AUGUST 2015 – The Houston Transitional Living Program at Sipe’s Orchard Home offers a supportive, residential program for homeless and disadvantaged 17-21 year-olds. These youth come from broken homes, shelters, and the foster care system. Studies show that these young people are unlikely to finish high school, maintain their health, or earn a living wage; they are more likely to turn to crime, drugs, prostitution, or suicide, and to perpetuate a dependency upon public assistance.
- Every year in the Catawba Valley, about sixty 18-year-olds age out of foster care without a home to go to; 80 to 100 youth are homeless or at risk of becoming homeless.

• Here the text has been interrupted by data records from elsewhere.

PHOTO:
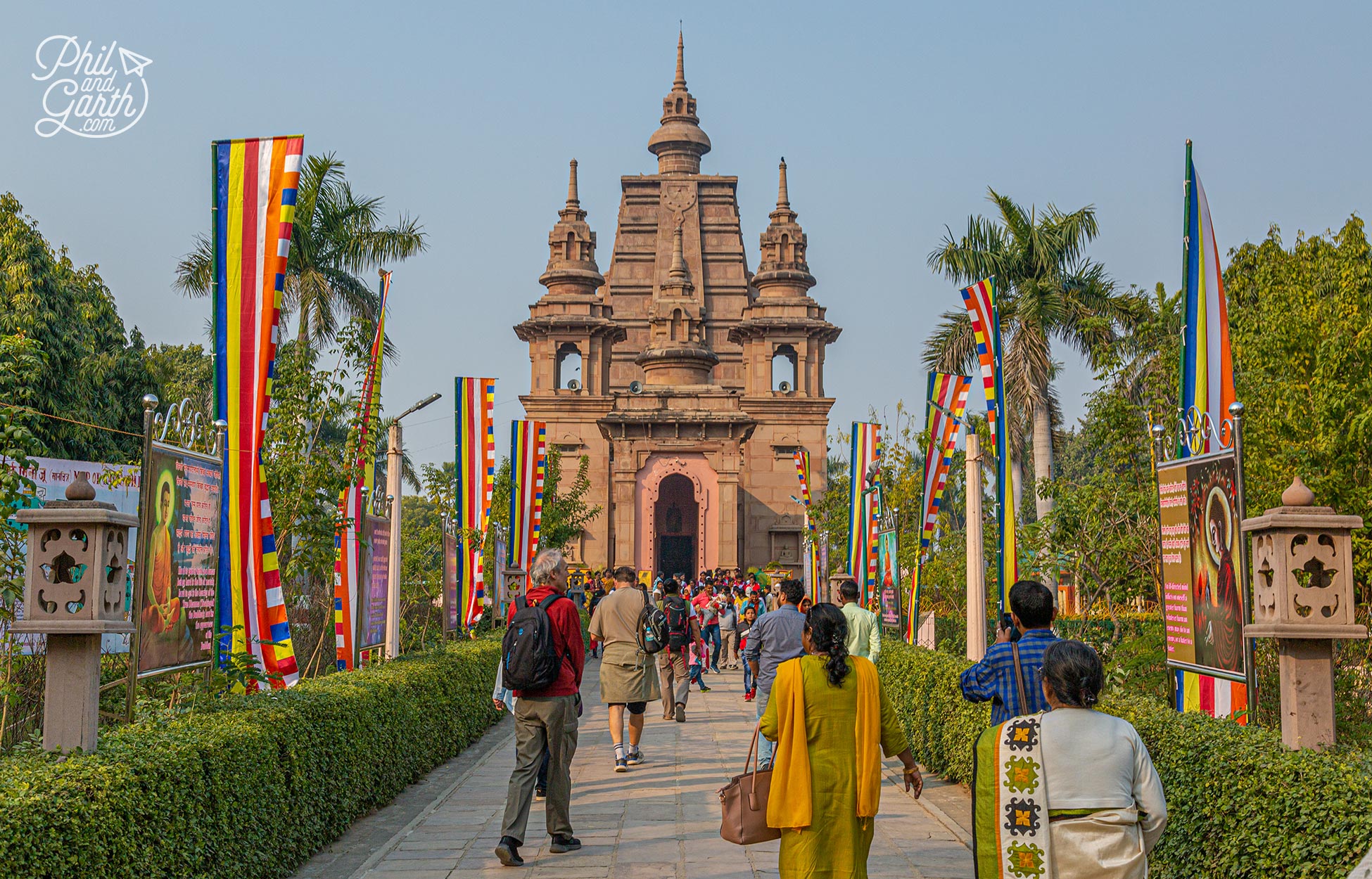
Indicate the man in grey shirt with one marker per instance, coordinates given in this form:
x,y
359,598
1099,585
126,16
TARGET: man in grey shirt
x,y
774,639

- From a local school official: “Every day our school system is faced with a student who has been turned away from his or her home.”
Sipe’s provides a home as well as the guidance and structure these youth need to get on their feet and become successfully independent. The program helps the residents finish or continue their educations, find jobs, and master the many skills they lack such as driving, cooking, communicating, managing money, etc.

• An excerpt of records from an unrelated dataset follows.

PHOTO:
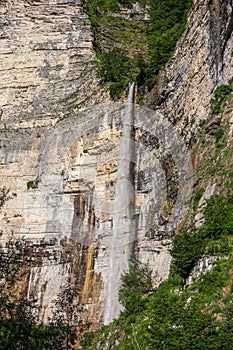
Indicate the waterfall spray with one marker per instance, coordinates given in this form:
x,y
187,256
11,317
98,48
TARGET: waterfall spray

Sipe’s receives far more referrals for this program than it can accommodate. In order to address this overwhelming demand, Sipe’s is renovating two buildings on its campus which will double the current capacity.

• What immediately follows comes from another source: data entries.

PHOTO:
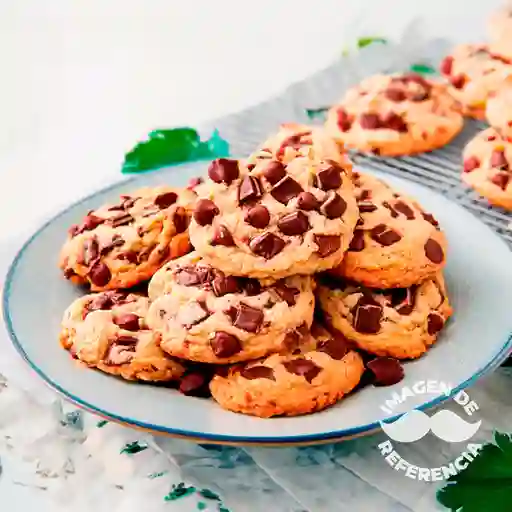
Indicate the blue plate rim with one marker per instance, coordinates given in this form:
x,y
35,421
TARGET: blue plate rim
x,y
499,357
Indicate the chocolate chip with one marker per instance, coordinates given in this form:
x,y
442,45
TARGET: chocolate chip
x,y
274,172
458,81
194,182
295,223
344,120
225,345
90,222
446,65
180,220
257,217
194,384
501,180
404,209
126,340
384,235
357,243
394,122
307,201
334,206
249,189
435,323
366,206
367,316
120,220
193,276
303,367
91,250
223,170
369,121
267,245
205,211
434,251
246,317
130,256
128,321
99,274
250,286
336,347
223,284
258,372
387,205
499,160
222,236
165,200
327,244
394,94
329,178
286,293
386,371
471,163
285,190
430,218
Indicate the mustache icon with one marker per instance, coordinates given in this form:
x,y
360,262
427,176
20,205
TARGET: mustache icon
x,y
444,424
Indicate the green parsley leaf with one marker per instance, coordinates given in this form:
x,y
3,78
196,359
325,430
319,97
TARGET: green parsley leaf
x,y
173,146
209,495
179,491
485,485
367,41
316,113
422,69
133,448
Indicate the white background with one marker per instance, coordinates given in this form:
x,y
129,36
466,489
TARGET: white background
x,y
82,80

Less than 10% of the four million 18-year-olds in America live on their own. Yet society unrealistically expects some of the least equipped 18-year-olds–those from dysfunctional families or the foster care system–to succeed. This is a growing problem in North Carolina.
For 70 years, Sipe’s Orchard Home has served children with a variety of services. Sipe’s is located in Catawba County and serves youth from throughout North Carolina. Sipe’s is a United Way Agency and has been nationally accredited by the Council on Accreditation since 2001.